Apologies, I don’t remember the exact location but it was right behind the middle-upper class neighbour where senior military officers retire building their nice cosy villas. My readers will help me with the exact geographic coordinations.

As you can see in the picture the school is right in front of where very poor families live so the kids have a safe and clean place to go. Their parents work as servants in the posh neighborhood nearby when they do a have a job.

I was struk by the contrast between the school and its sorroundings. Everything looked dirty and polluted outside the gate – garbage was everywhere – but it was the opposite as I stepped in the courtyard of the school. It was spacious,  clean, tidy as you would expect anywhere else in the west where pupils dwell. The school offers first class education even if the kids come from the poorest families in town. This is not just charity but society welfare.

In the words of its funder ‘Primary education is the first brick to rebuild society’. In one of the youngest countries in the world he must be right.

M Chhapra wants to create 1000 schools for the country. Actually, the foundation runs 700 schools across the country educating 800’000 children and employing 8000 people, especially women. Parents are less likely to send their daughters to school if the teacher is a man.

The foundation doen’t get a rupee from government but relys entirely on charitable donations. Every child pays a fee which is 1/10 of the actual cost: 1$ out of 10$. The rest is coverd by donations coming from individuals either resident in Pakistan or from abroad – the Pakistani diaspora.

I was surpised by the efficiency and professionality of the senior staff considering they rely on private donations not instituional donors. Once again my assumptions were defeated by reality.

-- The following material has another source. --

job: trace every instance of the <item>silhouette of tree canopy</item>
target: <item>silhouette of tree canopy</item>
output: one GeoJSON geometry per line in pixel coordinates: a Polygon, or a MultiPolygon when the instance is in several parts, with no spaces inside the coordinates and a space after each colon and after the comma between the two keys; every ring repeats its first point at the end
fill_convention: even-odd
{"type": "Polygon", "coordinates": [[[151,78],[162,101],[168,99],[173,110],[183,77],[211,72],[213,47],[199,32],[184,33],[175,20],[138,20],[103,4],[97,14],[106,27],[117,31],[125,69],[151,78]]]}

The cherry on the cake came when we talked about policy, my favourite course. All the top management is well aware that the foundation has to come to terms with goverment sooner or later. Actually they want a partnership with government in their terms introducing the foundation’s curriculum in all the state school in the country. This is vision!

I didn’t mention this case in my previous blog because it wouldn’t really fit in Europe. The context is different.There are many other stories from Pakistan that might not be applicable to the European context but are inspiring. Valeriano sent me the web-link MatthewAlberto with other cases of Pakistani social enterprises and, today, Saad put me in touch with the Ladies Fund. The country is well supplied with social entrepreneurs and social activists.

However, even the Citizens Foundation comes in handy for my work in Europe. I’m planning to use it as a case-study in a key-note speech on developing social business for the Bottom of the Pyramid I’ve been invited to give at IE Business School. Rachida, scholar at the business school, reads my blog!